At T = 10, a multi-breed reference population using WGS data led to a greater increase in accuracy than that obtained for within- or across-population predictions. Depending on the evaluation method and QTL density, accuracies ranged from 0.65 to 0.71 for a trait with a heritability of 0.30 when WGS data were used, while they ranged from 0.41 to 0.60 when SNPs were used, regardless of their density. For the trait with a heritability of 0.07, accuracies ranged from 0.41 to 0.53 when WGS data were used, while they ranged from 0.22 to 0.41 when SNPs were used, regardless of their density.
At T = 50, a multi-breed reference population using WGS data also led to an increase in accuracy compared to within- or across-population predictions but the increase in accuracy was lower than that obtained at T = 10. With WGS data, accuracies ranged from 0.61 to 0.68 for a trait with a heritability of 0.30 and from 0.37 to 0.48 for a trait with a heritability of 0.07 for the different scenarios. When SNPs at various densities were used, accuracies ranged from 0.41 to 0.59 and from 0.24 to 0.41 for heritabilities of 0.30 and 0.07, respectively.
In summary, increasing QTL density from 45 to 132 per Morgan and time of divergence from 10 to 50 generations led to a decrease in accuracy, although its magnitude depended on trait heritability and the evaluation method. With a density of 45 QTL/Morgan, MixP was superior to SNP-BLUP when using WGS data but SNP-BLUP was as good as MixP when the QTL density increased to 132 QTL/Morgan. Accuracy was highest, i.e. 0.71 for the trait with a heritability of 0.30 at 45 QTL/Morgan and using MixP when populations had diverged for 10 generations.

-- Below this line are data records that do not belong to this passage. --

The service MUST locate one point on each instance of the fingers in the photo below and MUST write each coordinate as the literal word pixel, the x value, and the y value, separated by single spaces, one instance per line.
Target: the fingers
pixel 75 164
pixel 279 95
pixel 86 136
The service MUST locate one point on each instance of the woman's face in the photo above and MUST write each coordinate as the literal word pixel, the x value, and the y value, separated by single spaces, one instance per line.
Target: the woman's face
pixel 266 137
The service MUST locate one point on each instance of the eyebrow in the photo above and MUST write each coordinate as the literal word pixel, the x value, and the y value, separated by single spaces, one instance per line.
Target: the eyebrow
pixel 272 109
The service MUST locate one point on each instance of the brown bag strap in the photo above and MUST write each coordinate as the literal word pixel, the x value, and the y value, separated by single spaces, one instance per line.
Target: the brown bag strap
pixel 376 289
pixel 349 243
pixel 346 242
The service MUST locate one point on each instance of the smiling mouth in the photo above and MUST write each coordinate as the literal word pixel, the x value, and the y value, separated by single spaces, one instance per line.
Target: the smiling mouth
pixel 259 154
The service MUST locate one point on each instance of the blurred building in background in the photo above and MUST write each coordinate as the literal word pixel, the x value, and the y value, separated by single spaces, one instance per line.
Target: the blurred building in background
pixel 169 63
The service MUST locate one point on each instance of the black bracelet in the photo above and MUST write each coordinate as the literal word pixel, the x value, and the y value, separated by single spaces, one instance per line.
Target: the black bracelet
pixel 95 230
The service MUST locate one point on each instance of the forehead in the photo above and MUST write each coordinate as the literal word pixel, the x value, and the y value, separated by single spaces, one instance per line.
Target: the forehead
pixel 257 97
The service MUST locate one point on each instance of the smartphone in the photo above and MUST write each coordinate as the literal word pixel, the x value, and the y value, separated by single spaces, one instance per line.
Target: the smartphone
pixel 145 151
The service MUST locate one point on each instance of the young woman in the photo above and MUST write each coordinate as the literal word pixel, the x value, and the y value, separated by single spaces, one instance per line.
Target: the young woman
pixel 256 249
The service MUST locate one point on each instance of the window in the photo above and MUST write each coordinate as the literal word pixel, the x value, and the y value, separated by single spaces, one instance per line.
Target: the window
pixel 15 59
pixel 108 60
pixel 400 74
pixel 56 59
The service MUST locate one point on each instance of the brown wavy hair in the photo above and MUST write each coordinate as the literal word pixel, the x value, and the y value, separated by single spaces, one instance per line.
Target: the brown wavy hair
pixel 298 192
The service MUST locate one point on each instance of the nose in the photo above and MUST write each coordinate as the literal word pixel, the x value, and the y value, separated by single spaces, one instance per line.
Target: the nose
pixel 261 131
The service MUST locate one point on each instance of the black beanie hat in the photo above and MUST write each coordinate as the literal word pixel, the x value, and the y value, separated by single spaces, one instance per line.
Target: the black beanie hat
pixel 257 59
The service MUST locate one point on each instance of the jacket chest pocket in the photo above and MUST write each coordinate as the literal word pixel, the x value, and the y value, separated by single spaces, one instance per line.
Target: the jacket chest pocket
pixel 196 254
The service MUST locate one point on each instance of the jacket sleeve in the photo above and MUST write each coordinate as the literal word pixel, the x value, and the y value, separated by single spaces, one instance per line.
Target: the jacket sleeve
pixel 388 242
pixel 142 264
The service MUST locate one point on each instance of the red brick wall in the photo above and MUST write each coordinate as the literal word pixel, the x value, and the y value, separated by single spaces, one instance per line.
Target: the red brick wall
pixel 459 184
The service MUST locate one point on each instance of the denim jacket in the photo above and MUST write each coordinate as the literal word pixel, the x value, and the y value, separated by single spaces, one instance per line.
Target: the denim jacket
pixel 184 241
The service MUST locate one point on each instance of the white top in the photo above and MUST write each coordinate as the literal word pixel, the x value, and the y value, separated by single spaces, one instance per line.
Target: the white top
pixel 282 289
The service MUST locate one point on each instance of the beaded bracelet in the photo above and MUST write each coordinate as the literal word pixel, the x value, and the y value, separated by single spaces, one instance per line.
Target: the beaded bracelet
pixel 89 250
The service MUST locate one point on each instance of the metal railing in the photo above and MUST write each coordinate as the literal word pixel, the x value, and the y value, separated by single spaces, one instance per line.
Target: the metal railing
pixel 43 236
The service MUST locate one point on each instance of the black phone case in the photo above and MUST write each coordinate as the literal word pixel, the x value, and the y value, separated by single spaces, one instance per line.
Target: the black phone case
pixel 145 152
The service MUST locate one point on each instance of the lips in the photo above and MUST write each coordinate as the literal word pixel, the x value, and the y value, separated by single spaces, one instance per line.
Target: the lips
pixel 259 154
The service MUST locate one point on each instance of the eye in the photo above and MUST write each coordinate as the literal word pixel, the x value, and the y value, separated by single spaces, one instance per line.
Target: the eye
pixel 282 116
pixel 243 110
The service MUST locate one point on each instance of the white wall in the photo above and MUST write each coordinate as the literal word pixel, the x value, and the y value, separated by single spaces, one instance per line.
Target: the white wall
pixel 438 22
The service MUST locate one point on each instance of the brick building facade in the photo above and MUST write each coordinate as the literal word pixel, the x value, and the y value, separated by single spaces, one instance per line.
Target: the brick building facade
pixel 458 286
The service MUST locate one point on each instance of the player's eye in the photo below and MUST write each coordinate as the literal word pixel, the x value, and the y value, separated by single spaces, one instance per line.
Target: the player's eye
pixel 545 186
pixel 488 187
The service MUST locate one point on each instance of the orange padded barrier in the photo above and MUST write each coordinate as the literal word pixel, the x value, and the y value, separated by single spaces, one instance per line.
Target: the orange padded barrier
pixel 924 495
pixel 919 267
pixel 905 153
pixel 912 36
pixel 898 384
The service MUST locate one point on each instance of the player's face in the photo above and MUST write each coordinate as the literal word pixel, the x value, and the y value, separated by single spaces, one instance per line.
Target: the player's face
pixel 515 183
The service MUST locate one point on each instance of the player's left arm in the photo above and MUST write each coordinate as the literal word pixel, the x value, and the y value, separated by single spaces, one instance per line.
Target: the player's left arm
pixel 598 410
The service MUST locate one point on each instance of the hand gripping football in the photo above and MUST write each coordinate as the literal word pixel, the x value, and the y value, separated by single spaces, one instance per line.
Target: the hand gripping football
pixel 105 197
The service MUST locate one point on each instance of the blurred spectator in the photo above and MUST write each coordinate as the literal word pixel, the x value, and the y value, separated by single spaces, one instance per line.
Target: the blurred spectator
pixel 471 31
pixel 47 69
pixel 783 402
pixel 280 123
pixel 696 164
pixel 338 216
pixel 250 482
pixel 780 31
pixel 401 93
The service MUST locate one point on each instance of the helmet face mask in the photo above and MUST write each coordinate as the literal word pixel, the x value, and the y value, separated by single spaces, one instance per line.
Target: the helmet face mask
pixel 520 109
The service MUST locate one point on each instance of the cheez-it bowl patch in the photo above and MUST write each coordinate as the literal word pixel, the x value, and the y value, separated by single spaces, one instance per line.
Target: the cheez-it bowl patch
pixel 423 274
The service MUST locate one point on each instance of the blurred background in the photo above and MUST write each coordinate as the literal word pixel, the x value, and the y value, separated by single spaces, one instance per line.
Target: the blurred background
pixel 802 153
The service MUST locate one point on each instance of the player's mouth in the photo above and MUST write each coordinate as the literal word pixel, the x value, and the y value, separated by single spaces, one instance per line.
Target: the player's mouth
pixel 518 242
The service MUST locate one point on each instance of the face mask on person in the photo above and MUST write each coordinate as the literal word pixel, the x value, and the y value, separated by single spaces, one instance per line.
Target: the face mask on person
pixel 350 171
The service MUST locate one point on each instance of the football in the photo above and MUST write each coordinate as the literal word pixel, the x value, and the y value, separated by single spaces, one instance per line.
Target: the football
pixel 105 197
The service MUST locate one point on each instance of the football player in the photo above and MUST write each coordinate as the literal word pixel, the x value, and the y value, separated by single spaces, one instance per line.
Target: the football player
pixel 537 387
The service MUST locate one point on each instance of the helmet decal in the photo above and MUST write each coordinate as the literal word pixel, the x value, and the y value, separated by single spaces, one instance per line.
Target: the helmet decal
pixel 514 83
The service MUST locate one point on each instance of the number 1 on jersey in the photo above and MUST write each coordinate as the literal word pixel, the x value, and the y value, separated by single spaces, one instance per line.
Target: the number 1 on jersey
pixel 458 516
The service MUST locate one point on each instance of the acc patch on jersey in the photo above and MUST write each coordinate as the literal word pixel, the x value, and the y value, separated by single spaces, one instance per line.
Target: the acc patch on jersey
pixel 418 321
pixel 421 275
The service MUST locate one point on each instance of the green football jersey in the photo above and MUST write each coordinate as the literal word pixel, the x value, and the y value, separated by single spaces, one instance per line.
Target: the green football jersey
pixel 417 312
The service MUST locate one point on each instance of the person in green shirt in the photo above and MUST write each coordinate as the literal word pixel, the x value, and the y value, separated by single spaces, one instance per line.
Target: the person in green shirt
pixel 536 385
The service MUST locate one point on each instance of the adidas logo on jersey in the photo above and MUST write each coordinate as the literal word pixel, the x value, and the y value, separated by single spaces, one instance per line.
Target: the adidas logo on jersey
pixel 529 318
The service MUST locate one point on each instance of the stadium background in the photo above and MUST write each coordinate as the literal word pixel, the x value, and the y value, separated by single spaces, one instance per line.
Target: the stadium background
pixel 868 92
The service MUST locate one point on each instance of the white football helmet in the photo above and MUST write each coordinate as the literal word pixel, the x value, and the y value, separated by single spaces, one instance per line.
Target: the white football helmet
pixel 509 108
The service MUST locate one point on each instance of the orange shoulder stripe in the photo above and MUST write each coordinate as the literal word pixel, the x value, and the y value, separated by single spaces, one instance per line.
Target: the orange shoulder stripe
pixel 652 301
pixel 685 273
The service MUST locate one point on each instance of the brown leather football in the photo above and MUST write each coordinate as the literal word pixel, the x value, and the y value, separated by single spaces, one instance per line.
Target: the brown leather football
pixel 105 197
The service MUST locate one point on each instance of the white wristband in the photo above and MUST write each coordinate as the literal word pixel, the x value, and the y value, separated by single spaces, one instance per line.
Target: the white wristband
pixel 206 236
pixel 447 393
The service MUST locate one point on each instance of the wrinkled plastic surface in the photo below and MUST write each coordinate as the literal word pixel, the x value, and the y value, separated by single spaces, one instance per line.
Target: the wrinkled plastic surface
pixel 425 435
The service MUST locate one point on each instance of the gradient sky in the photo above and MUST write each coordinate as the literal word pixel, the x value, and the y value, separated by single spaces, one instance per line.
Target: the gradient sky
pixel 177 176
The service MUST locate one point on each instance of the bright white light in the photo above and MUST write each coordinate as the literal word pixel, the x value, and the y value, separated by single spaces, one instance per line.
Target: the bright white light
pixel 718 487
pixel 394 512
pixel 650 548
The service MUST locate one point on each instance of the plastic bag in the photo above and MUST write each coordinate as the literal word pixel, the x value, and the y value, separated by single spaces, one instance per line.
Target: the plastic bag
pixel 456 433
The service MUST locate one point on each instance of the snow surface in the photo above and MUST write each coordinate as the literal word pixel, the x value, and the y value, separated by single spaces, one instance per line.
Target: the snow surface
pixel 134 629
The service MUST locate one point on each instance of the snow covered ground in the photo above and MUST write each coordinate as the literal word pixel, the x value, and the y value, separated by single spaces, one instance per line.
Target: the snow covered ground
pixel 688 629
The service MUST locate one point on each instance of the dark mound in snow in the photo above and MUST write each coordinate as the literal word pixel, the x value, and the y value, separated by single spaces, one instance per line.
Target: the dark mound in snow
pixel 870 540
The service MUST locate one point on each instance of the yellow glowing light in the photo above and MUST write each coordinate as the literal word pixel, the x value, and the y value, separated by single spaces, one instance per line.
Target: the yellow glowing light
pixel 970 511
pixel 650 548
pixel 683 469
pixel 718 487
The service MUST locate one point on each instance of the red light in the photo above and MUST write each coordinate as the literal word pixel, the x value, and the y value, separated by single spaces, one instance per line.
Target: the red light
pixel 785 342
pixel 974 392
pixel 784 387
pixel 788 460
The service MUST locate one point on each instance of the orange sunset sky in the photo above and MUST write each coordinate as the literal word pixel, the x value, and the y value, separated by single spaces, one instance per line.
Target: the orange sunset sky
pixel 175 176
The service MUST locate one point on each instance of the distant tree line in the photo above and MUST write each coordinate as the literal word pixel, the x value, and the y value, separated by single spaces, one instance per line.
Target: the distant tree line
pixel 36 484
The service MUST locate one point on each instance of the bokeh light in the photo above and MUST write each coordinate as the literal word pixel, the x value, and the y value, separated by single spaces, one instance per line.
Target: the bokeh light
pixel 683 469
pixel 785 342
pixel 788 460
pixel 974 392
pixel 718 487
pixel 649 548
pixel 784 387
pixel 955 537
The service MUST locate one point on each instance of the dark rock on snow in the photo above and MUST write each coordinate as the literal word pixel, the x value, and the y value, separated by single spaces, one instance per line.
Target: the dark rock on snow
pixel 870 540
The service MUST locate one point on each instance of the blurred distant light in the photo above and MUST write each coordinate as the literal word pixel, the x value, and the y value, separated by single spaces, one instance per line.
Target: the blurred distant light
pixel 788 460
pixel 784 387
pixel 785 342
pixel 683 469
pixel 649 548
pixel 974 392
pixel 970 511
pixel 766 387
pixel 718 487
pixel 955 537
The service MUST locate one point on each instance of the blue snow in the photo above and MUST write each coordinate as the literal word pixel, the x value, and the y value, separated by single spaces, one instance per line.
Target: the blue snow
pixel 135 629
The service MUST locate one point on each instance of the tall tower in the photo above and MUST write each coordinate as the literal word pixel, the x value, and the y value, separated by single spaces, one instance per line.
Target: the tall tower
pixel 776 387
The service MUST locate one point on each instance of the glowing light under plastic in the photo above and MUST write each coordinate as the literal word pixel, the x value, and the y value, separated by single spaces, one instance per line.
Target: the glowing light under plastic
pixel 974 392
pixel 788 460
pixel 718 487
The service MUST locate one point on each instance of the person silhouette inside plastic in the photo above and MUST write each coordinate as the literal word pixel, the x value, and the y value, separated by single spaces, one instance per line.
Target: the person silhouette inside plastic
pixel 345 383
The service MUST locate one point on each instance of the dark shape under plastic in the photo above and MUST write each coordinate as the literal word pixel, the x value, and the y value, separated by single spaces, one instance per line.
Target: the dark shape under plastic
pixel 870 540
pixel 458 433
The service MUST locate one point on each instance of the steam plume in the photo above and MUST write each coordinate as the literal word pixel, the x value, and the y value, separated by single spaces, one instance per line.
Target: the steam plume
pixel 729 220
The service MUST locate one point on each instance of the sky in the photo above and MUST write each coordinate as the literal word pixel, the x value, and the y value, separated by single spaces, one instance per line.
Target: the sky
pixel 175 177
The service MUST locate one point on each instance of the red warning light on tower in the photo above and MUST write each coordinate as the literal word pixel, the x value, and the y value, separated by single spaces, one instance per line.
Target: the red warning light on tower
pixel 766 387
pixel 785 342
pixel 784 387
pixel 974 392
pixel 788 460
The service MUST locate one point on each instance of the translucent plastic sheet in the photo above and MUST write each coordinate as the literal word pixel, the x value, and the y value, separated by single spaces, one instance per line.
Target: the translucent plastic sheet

Scenario 4: Impact of size of the single-breed versus the multi-breed reference population
Table 6 shows the impact of using either a single- (200 or 400 individuals) or multi-breed reference population on the accuracy of genomic prediction. The impact of increasing the reference population size in the case of across-breed prediction was also analyzed but since the results followed the same trend as those in Table 4, they were not included in Table 6. Multi-breed estimation of SNP effects with WGS data at either 10 or 50 generations of divergence resulted in higher accuracy than when using 200 single-breed individuals. However, single-breed predictions resulted in higher accuracies than multi-breed predictions when equal numbers of reference individuals (400) were used.
Discussion
This study examined the accuracy of genomic prediction for within-population, across-population, and multi-breed reference populations. WGS data, various SNP densities, QTL densities, trait heritabilities, and GEBV estimation methods were used. Results show that the use of WGS data would lead to increased accuracy of genomic prediction for low to moderately heritable traits. Increases in accuracy from using WGS data were much greater with a multi-breed reference population but remained substantial in across-population scenarios. For within-population predictions, the use of WGS data compared to data3000 increased accuracy by 3.1 and 3.3 % (SNP-BLUP) and by 5.7 and 5.9 % (MixP) for traits with heritabilities equal to 0.30 and 0.07, respectively, at 45 QTL/Morgan. With 132 QTL/Morgan, these figures decreased to 1.2 and 4.5 % (SNP-BLUP) and to 1.4 and 4.5 % (MixP). Expanding the reference population with animals from another population (breed) and using WGS data resulted in a remarkable increase in accuracy compared to that achieved by within-population prediction. When SNPs at various densities were used, only a minor or no increase in accuracy was observed. In general, MixP had an advantage over SNP-BLUP at low QTL density, but this advantage decreased as QTL density increased, probably due to the many QTL with smaller effects. With many QTL with smaller effects, the MixP method was less able to pinpoint the SNP(s) that best explained the QTL.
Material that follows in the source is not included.